The US House of Representatives on Wednesday passed a foreign assistance spending bill with an amendment forbidding that funds be used to create, procure or display maps depicting Taiwan as part of the People’s Republic of China.
The amendment was introduced by five Republican representatives — Tom Tiffany, Steve Chabot, Scott Perry, Kat Cammack and Mike Gallagher — and passed unanimously in a bundle with a dozen other amendments.
“This is a common sense measure,” Tiffany said, speaking on the House floor on Wednesday. “As we all know, Taiwan has never been part of communist China. The Taiwanese people elect their own leaders, raise their own armed forces, conduct their own foreign policy and maintain their own international trade agreements.”
“By every measure, Taiwan is a sovereign, democratic and independent country,” he said. “Any claims to the contrary are simply false.”
Tiffany told his colleagues that the US should abandon its dishonest “one China” policy, which acknowledges “Beijing’s bogus argument that Taiwan is part of Communist China.”
While this amendment cannot achieve that goal, it would “at least require honest maps that stop perpetuating the ‘one China’ lie,” he added.
The full spending bill, titled “Department of State, Foreign Operations and Related Programs Appropriations Act 2022,” passed with a 217-212 vote. The bill next heads to the US Senate and, if approved, would be sent to US President Joe Biden to be signed into law.
In other news, a US Navy destroyer on Wednesday transited the Taiwan Strait, the seventh time a US battleship has navigated the waterway separating Taiwan and China since Biden took office on Jan. 20.
“The Arleigh Burke-class guided missile destroyer USS Benfold conducted a routine Taiwan Strait transit on Wednesday through international waters in accordance with international law. The ship’s transit through the Taiwan Strait demonstrates the US commitment to a free and open Indo-Pacific,” the US 7th Fleet said in a statement.
“The United States military flies, sails and operates anywhere international law allows,” it said.
Since January, US warships — all Arleigh Burke-class guided missile destroyers — have made similar transits through the Strait.

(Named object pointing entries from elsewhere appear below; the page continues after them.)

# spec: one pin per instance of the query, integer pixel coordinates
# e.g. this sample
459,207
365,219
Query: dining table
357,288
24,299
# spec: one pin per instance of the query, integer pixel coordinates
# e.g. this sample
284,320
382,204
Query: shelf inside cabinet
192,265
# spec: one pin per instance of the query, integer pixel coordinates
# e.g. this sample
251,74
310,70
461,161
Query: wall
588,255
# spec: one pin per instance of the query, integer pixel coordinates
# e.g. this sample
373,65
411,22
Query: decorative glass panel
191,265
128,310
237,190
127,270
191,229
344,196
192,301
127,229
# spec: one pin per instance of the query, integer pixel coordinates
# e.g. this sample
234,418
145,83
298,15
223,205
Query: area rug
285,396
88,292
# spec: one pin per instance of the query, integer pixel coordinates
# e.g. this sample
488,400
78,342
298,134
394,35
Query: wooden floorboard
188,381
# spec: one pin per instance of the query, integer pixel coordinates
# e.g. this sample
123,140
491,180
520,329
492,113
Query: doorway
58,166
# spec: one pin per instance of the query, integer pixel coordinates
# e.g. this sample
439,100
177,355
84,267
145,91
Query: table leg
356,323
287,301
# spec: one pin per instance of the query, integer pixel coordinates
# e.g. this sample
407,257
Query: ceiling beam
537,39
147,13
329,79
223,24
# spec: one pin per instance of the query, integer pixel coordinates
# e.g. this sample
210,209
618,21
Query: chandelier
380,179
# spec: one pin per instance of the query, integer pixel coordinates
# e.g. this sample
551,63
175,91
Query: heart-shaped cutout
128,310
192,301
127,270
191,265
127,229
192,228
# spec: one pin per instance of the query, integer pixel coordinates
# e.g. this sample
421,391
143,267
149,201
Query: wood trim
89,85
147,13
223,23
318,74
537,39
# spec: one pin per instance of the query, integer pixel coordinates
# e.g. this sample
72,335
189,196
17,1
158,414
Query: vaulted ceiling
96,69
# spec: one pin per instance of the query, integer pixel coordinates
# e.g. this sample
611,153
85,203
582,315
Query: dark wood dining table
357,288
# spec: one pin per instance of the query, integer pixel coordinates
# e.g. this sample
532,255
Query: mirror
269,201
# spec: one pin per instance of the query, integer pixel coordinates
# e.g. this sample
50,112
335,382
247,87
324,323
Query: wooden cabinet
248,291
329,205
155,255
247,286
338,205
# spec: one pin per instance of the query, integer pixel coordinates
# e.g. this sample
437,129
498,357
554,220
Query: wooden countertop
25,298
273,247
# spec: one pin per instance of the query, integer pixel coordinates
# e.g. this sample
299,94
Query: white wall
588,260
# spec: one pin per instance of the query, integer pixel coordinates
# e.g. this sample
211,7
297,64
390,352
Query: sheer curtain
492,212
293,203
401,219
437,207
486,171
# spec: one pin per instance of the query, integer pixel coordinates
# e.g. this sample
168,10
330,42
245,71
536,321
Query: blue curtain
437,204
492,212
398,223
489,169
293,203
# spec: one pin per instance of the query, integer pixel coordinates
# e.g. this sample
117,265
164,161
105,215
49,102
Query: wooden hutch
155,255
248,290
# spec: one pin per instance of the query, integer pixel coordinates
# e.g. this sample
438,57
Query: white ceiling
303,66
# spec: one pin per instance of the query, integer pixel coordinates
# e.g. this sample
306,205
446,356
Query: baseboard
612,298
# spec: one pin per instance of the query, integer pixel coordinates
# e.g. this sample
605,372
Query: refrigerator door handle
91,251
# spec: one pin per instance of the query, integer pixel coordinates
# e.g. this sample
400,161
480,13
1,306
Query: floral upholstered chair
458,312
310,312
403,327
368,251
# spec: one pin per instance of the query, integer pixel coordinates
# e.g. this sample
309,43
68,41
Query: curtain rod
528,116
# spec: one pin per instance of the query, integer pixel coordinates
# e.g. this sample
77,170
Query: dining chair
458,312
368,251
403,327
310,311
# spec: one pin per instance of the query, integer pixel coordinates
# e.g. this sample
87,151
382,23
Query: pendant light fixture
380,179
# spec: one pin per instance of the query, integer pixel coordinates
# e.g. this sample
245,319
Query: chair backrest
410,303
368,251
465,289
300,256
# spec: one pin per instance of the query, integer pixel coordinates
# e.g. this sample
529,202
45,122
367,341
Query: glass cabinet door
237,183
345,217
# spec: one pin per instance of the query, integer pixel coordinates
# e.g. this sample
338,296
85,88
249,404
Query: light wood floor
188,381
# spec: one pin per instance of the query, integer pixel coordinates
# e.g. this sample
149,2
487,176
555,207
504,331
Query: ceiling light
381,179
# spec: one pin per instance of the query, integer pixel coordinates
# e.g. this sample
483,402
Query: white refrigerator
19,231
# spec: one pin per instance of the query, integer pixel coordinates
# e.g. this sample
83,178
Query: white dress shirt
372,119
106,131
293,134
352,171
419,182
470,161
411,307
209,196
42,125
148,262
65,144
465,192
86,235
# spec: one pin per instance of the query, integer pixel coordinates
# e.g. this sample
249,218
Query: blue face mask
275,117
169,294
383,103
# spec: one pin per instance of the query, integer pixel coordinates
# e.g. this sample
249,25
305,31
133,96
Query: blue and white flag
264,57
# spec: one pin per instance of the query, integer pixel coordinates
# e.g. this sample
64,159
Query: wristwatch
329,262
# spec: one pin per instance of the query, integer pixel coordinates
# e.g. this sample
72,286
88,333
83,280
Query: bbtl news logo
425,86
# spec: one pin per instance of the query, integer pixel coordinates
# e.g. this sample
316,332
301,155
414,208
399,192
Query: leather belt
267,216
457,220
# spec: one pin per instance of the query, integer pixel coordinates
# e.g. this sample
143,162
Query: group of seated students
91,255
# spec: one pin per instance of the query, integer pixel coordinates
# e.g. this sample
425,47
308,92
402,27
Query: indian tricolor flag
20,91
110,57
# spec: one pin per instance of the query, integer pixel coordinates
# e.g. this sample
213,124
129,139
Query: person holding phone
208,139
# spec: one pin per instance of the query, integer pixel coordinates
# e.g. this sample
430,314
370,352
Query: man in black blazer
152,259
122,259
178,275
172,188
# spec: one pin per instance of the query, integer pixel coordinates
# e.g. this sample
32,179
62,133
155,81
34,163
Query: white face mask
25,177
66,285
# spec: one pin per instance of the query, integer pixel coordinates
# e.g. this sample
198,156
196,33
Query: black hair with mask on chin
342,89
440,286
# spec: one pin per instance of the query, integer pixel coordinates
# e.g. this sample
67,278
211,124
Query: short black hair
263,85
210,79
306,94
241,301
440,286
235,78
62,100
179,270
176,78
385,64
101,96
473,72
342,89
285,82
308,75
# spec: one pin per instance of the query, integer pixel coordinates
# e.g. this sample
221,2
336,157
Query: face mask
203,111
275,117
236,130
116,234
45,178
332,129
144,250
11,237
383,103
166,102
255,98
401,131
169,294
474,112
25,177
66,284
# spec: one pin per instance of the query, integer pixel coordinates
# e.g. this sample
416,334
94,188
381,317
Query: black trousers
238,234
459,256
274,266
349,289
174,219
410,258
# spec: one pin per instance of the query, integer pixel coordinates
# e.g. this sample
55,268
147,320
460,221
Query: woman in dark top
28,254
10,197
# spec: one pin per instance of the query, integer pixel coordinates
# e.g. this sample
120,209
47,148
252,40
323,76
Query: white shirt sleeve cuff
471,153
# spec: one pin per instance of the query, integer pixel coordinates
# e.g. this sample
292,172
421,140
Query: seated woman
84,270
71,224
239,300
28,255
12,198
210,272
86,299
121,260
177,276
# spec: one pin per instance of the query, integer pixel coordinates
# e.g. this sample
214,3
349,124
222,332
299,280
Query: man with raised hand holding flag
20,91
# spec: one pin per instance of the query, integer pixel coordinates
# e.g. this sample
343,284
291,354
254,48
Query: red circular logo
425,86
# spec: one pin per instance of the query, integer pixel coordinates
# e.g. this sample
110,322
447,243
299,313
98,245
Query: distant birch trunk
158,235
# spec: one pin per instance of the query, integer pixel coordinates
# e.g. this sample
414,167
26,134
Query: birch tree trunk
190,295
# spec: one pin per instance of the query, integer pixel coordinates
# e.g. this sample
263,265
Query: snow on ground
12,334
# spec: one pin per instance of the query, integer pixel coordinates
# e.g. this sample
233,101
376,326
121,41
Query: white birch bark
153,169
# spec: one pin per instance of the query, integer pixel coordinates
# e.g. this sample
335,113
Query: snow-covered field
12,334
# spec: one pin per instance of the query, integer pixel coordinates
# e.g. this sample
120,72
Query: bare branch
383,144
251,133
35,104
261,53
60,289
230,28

The USS John S. McCain sailed through the waters on Feb. 4 and April 7; the USS Curtis Wilbur on Feb. 24, May 18 and June 22; and the USS John Finn on March 10.
Over the past few years, the US has sent warships into the region in what is seen as an attempt to counterbalance China’s growing military presence in the Taiwan Strait, the South China Sea and neighboring waters, and to show its continued commitment to maintaining peace and stability in the region.
In Taipei yesterday, the Ministry of National Defense confirmed the passage of the USS Benfold through the Strait.
During the ship’s passage, sailing from south to north, the military used joint intelligence, surveillance and reconnaissance tools to monitor movements at sea and in the air around Taiwan, the ministry said, describing the situation as normal.
However, the US warship’s passage was met with strong criticism from China yesterday.
Shi Yi (施毅), a spokesperson for the Chinese People’s Liberation Army Eastern Theater Command, described the maneuver as yet another provocative move by the US.